Latvia needs good quality journalism because many people are not able to sort out information pool - Levits

  • 2021-10-28
  • LETA/TBT Staff

RIGA - Latvia needs good quality journalism, strong and versatile local media, said Latvian President Egils Levits at high-level international conference, "Media Literacy. Roadmaps" today.

The president said that modern technologies ensure that almost 60 percent of the world population to 4.66 billion people have access to the internet and almost the same number of 4.5 billion people use social media. The virtual world and our everyday life intertwine in one, and the Covid-19 pandemic casts light on the lack of reality in the 21st century.

Levits believes that Covid-19 is the litmus test of the society's critical thinking and information space. "A vaccine has been created, reducing the severity of the virus and its spread.

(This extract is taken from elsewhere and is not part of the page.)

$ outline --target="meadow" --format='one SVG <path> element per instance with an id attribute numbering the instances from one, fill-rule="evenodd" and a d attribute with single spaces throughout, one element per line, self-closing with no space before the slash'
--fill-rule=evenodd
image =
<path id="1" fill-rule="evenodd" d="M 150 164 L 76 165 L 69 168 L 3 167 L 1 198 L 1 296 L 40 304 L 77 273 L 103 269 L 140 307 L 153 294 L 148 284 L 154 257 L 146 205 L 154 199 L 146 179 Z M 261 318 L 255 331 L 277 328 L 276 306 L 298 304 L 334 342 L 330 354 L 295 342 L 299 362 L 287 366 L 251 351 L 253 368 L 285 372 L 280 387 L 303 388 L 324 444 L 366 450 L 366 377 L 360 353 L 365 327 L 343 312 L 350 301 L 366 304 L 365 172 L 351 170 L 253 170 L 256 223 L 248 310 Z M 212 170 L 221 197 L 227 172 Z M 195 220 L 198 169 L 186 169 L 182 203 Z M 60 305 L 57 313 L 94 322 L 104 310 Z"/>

The World Health Organization in its database has published 6,666 studies about it," he said.

The world is not starving for information, on the contrary - there is oversaturation. Meanwhile, many people are not able to sort out this information pool, are not able to distinguish between facts and opinions, false information from scientific studies, and today it may cost life and death.

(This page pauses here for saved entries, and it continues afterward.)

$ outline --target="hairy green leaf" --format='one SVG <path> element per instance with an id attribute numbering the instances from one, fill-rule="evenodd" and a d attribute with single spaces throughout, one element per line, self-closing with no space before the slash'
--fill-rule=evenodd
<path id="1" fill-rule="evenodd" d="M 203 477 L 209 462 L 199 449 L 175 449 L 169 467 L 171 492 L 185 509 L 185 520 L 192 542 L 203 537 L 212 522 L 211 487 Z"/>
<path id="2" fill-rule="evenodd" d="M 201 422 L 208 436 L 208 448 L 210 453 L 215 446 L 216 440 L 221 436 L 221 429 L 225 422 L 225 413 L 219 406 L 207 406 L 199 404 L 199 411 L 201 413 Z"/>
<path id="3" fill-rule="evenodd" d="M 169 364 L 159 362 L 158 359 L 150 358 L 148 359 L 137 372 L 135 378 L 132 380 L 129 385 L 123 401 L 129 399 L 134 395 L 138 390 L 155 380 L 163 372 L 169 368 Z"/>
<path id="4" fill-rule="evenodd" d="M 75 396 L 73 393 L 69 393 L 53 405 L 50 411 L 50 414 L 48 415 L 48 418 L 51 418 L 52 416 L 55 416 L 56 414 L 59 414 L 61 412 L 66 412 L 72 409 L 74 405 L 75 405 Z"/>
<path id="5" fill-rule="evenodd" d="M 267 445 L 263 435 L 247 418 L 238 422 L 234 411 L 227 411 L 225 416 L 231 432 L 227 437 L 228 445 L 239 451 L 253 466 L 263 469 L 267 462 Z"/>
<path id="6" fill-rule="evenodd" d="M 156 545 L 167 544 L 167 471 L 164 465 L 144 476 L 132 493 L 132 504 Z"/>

In order to achieve a result, three directions are important - information and media literacy, duties and responsibility of social media platforms, and good quality journalism, said the president.

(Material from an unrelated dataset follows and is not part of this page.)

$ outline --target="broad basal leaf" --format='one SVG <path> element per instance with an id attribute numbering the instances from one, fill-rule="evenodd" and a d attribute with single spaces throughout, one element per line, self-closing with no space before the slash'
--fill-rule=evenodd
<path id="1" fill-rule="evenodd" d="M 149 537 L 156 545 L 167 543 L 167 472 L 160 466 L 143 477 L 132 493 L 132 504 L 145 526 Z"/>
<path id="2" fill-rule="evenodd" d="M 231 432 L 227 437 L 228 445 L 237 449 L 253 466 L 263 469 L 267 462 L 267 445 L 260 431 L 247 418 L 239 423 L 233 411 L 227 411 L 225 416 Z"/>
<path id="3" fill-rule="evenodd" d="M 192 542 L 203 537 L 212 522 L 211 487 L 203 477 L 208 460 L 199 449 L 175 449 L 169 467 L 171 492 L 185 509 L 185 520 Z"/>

A survey conduction by the Culture Ministry show that more than half or 58 percent of Latvian residents have voiced interest in learning more about critical thinking. There is a demand, and a supply should be created - the public and NGO sector should find resources, ideas and channels to reach different audiences.

Levits said that a global challenge should be solved - regulations and responsibility of media platforms. At the same time, the freedom of speech should be protected and censorship is not acceptable.

The president also said that Latvia has introduced important reforms in the public media sector, and now state support to good-quality commercial media should be developed.